Numerical analysis on flow and heat transfer characteristics of supercritical pressure CO<sub>2</sub> in inclined tube

Abstract

In this study, numerical simulation of flow and heat transfer of S-CO2 (supercritical CO2) in the inclined upward and downward smooth tubes with an inner diameter of 10 mm and a heating length of 2000 mm at an inclination angle of 45° were conducted. The SST k - ω low Reynolds number turbulence model was used, and the accuracy of the calculation model was verified by the experimental data of S-CO2 flowing upward in the vertical smooth tube. The variation characteristics of the axial and circumferential inner wall temperature T w,i and the convective heat transfer coefficient h were analyzed. The S-CO2 would undergo the phase change from a liquid-like to the vapor-like at the pseudocritical temperature T pc by assuming supercritical pseudo-boiling. Based on this assumption, the reasons for a difference in the wall temperature distribution at the top generatrix during S-CO2 flowing in different directions were studied.

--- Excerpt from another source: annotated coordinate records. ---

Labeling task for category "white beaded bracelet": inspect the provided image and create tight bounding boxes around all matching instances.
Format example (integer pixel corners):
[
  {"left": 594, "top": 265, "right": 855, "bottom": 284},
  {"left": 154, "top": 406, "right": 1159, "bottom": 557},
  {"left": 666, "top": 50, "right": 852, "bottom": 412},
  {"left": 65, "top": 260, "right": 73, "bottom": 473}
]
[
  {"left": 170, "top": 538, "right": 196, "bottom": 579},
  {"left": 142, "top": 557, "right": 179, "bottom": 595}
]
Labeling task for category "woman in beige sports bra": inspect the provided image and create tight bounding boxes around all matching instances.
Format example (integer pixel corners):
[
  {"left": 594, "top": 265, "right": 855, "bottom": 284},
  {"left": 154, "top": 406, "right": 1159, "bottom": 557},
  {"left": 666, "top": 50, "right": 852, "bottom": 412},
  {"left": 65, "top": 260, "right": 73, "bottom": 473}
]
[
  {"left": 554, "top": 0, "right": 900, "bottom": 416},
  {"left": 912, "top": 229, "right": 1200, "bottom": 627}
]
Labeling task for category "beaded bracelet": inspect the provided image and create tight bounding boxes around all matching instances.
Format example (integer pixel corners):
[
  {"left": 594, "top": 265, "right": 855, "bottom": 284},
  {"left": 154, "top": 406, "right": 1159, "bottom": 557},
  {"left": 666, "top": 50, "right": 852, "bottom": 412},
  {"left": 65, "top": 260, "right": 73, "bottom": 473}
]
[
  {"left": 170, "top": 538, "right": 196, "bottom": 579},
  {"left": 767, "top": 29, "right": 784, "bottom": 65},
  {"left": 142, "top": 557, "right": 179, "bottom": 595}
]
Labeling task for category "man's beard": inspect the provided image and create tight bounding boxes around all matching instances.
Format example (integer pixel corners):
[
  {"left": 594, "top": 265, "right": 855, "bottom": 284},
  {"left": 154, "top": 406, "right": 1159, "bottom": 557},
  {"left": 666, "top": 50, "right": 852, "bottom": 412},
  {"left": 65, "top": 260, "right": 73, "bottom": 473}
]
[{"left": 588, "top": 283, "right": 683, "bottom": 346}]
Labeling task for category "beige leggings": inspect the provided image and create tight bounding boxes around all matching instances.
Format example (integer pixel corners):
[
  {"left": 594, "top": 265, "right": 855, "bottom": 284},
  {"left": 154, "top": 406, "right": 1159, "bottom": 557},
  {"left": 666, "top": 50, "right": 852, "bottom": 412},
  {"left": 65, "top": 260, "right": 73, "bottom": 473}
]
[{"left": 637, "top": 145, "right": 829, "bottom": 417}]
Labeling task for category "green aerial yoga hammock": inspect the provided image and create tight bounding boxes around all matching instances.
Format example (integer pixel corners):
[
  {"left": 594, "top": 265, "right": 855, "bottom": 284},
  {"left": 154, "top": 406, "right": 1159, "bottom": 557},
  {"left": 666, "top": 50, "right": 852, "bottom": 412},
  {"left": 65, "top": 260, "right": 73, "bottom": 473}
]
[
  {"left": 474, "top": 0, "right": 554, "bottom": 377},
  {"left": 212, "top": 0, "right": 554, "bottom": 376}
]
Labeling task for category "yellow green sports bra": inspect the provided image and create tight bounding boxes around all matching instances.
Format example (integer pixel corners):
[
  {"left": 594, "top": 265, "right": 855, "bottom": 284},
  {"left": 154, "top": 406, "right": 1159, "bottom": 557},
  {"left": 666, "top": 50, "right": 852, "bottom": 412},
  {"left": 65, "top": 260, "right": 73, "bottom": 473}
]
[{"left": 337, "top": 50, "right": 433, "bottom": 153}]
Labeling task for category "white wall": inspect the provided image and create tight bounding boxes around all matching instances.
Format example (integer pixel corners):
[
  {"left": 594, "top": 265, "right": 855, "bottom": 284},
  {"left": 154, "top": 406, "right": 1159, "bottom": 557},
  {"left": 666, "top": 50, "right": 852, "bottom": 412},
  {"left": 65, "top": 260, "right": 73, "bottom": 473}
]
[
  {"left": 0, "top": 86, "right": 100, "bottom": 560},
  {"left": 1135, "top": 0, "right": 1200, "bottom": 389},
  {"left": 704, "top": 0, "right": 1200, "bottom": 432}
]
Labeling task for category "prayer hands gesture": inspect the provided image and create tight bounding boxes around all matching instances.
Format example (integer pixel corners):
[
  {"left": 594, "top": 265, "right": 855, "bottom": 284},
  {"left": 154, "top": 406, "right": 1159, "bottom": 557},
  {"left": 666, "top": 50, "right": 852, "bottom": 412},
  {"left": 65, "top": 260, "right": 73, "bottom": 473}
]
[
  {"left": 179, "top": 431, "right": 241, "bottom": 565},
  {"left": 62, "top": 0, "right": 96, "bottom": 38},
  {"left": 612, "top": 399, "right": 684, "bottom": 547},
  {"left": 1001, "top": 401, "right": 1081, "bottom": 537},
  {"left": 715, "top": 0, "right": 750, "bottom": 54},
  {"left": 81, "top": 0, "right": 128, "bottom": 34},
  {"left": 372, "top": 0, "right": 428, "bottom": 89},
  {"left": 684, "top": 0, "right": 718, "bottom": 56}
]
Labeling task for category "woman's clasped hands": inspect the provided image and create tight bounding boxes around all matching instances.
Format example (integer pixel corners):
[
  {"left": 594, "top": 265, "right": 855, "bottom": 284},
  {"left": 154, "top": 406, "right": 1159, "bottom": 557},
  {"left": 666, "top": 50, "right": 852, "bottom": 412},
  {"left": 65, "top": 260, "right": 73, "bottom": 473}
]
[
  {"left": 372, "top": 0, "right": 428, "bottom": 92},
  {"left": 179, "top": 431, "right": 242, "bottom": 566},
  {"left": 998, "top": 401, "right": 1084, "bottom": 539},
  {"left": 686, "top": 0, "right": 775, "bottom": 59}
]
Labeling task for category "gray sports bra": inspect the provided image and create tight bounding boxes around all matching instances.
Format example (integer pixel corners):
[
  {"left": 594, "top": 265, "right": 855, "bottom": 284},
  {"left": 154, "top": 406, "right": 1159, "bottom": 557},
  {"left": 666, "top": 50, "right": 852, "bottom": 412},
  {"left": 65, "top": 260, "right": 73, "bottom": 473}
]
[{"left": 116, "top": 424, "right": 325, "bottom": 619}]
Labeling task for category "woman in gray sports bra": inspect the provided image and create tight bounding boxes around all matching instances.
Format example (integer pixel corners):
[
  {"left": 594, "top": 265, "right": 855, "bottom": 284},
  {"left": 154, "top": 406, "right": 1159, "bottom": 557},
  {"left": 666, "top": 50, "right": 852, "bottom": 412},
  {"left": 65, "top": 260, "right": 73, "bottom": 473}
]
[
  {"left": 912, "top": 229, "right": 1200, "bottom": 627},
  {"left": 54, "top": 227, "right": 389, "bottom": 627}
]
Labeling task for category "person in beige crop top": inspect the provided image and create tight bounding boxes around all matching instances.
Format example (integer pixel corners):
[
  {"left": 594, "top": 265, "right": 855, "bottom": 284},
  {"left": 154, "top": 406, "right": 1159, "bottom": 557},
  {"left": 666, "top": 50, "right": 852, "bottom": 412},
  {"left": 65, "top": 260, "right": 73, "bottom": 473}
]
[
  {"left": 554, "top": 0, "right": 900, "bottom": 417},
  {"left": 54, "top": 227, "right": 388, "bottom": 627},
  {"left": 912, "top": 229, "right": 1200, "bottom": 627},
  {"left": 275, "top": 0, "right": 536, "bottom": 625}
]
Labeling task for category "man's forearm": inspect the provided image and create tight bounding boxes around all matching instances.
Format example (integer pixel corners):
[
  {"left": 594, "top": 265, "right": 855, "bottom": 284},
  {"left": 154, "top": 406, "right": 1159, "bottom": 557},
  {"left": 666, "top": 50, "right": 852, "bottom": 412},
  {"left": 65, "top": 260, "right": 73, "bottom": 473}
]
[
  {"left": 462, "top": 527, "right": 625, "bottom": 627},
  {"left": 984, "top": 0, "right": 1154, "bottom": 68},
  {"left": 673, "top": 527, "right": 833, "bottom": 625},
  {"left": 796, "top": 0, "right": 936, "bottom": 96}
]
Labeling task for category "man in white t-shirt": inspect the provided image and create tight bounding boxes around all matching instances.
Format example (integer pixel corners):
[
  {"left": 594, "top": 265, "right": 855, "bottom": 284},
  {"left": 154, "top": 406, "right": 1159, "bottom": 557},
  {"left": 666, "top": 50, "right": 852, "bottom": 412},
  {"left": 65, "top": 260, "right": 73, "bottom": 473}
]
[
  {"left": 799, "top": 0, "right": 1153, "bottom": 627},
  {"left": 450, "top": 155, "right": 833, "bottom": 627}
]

By the detailed analysis of the velocity distribution, thermophysical properties distribution, including specific heat capacity at constant pressure cp and thermal conductivity λ , and the turbulent kinetic energy k distribution in the cross-sections of the inclined circular tube, the heat transfer mechanism related to the wall temperature difference at upward and downward was studied. The results showed that the thickness of vapor-like film, axial velocity u , turbulent kinetic energy k , and the thickness of viscosity sub-layer δ y +=5 were the main factors affecting the difference in the wall temperature distribution at the top generatrix in different flow directions.